In my dissertation I have chosen to study the pottery craft to see what kind of differences exist between the Pitted Ware vessels and the Battle Axe beakers, apart from mere visual and decorative characteristics. Technologically they vary in many respects, the most apparent being the use of bone temper in pitted-ware, and grog (crushed pottery, also known as chamotte) in the battle-axe beakers. My aim is not solely to examine technology, but to try to unravel what the entire chain of operation might tell us of the social structuring of the craft within respective society, from local to super-regional level. The pottery plays a very important part in the practices of both societies - but in profoundly different ways. In the Battle Axe culture, the beakers are a very common burial gift, but still occur on the settlements in sparse quantities. The Pitted Ware culture is (in)famous for the large quantities of pottery sherds found at the sites, several hundred kilos is not uncommon. In the burials, whole vessels are glaringly absent, and are instead represented occasionally by a few sherds or a miniature vessel.

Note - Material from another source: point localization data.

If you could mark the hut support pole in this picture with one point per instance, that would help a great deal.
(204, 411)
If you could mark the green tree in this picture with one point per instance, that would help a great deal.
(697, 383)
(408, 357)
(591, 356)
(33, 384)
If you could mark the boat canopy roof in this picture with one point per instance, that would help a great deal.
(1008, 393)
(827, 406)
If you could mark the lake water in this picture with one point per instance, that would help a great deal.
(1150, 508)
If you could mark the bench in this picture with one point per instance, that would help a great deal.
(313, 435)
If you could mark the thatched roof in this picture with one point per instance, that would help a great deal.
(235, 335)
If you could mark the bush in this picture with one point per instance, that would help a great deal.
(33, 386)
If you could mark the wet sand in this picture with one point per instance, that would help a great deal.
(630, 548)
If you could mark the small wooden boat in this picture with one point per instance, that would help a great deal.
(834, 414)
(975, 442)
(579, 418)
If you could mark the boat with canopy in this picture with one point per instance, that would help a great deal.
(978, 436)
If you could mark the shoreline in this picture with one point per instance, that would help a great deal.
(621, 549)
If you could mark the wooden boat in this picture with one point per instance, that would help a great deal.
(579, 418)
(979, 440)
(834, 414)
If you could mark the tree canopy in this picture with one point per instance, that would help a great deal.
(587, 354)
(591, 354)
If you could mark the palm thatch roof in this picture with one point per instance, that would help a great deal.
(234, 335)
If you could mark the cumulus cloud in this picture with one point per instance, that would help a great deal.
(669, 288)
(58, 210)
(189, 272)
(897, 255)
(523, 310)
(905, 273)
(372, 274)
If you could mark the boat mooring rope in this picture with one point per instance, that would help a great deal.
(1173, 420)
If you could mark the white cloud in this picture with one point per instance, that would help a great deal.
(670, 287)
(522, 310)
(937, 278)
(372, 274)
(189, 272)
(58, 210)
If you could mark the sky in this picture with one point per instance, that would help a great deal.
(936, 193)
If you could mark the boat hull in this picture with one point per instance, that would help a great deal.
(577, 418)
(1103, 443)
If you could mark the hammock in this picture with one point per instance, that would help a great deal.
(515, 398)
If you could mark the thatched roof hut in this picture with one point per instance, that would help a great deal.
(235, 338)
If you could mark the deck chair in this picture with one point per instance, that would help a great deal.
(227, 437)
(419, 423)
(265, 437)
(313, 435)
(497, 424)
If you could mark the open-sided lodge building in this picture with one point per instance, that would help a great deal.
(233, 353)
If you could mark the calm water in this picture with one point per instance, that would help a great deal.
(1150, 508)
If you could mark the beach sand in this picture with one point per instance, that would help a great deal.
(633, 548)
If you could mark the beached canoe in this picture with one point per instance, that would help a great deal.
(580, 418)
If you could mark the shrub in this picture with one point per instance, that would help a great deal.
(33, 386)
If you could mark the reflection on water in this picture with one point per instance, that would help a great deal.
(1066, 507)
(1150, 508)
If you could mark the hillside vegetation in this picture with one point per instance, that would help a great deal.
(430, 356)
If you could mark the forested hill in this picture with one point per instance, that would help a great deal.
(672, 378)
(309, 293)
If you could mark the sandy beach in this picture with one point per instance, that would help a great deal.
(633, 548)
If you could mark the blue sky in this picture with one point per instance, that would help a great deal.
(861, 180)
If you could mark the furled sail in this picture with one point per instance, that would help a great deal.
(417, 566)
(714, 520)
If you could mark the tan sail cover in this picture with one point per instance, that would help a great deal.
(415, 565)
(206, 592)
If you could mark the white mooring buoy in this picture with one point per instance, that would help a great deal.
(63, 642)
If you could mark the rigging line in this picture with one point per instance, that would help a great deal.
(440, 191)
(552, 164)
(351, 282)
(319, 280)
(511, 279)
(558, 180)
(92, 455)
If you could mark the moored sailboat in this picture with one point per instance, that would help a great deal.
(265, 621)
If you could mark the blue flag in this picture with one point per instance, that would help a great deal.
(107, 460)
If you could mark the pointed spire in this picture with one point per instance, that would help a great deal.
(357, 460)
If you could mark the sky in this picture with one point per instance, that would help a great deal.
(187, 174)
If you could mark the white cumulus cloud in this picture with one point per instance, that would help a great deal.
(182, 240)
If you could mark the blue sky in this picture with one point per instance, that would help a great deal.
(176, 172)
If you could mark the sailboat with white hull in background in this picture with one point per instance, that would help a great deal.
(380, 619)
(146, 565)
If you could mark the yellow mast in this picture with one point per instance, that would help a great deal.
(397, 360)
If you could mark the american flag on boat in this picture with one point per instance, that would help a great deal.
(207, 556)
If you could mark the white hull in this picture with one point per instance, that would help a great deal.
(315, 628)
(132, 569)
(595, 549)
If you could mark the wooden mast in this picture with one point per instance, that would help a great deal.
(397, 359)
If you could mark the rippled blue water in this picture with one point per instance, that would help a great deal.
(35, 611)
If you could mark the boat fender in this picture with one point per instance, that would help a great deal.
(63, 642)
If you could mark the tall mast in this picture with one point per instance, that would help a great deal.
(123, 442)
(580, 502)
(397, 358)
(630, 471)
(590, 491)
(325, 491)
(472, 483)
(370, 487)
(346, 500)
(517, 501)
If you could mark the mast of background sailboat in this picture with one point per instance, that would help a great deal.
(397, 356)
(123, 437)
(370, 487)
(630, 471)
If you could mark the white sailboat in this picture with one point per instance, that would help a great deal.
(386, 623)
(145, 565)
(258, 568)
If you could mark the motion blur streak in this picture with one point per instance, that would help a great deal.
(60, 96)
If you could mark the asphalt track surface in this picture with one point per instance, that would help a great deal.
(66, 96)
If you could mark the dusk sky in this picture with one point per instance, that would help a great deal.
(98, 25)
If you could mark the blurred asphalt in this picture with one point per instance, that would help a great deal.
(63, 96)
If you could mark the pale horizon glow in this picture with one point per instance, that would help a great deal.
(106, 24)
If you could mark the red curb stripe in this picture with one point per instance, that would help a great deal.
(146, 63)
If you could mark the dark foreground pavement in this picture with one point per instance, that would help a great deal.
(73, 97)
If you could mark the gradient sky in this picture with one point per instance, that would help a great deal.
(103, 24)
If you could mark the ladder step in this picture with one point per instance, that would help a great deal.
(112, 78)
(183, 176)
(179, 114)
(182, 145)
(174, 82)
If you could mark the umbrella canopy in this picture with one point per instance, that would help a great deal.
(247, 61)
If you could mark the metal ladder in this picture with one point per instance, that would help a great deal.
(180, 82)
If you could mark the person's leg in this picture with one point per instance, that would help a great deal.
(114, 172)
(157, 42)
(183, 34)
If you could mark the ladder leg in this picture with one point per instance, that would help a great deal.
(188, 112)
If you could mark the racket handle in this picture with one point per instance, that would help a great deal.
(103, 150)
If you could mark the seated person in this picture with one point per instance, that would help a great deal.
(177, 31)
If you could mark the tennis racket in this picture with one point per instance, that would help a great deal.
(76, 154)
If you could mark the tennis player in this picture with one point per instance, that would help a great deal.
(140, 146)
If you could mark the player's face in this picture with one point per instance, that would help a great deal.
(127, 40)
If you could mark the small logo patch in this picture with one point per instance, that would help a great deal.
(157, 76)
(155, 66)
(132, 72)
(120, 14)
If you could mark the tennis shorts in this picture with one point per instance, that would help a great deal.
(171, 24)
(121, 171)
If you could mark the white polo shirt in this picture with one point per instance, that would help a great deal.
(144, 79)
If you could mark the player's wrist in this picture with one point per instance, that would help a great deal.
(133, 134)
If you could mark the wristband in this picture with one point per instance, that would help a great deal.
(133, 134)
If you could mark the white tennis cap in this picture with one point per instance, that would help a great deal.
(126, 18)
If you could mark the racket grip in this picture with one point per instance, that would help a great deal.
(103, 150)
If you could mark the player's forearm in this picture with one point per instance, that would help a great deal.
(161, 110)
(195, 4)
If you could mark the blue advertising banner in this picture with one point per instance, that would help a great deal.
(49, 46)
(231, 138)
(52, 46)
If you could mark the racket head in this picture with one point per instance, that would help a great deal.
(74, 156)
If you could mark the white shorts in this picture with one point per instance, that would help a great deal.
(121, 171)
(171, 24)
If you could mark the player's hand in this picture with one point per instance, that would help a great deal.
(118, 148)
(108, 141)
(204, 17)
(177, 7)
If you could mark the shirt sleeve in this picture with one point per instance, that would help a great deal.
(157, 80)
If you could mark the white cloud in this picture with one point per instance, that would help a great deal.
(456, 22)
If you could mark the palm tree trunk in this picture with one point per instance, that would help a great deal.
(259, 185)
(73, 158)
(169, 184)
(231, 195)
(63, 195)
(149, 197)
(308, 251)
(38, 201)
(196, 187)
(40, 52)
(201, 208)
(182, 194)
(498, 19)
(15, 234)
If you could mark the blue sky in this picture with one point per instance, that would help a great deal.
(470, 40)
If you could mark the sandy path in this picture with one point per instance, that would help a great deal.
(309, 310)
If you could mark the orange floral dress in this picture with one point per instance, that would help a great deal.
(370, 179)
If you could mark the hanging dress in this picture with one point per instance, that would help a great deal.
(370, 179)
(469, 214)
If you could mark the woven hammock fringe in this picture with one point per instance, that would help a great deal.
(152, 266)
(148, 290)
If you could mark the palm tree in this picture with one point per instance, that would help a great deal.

Burial customs are also very different: In Battle Axe burials, the individual body is rigidly presented according to a cultural ideal, both in the positioning of the body and the choice of burial gifts. In Pitted Ware culture, the dead are treated in highly complex ways. There can be both individual burials, with various types of burial gifts, and collections of disarticulated body parts or scattered human bones in the settlement layers. Removal of certain skeletal parts after initial burial is also well known from several cemeteries. At the end of the Middle Neolithic, a very specific type of mortuary house has been found - interestingly enough on both a Pitted Ware site, and in a Battle Axe context. While there are apparent similarities in the construction, as well as the use of cremation - not a common practice in the Neolithic in Sweden - there are also some profound differences. I believe these differences are the result of two different groups assimilating a ritual practice through their own cultural lenses.
With one of these sites as my focus, Bollbacken in Västmanland in Eastern Central Sweden, I attempt to paint a larger picture of how both everyday practice might inform us about the relationship between the two contemporary societies and help us understand both how they co-existed for centuries. Both in the form of pottery craft, and in the ritual practices, as seen in the treatment of dead bodies. And finally, how in the Late Neolithic they merged into an apparent single ethnic community.
I am especially interested in concepts like bodily situated practices, chain of operation (chaîne opératoire), ritual practice, cognitive science, community of practice, and how these might be usable methods for archaeology dealing with material culture and prehistoric societies.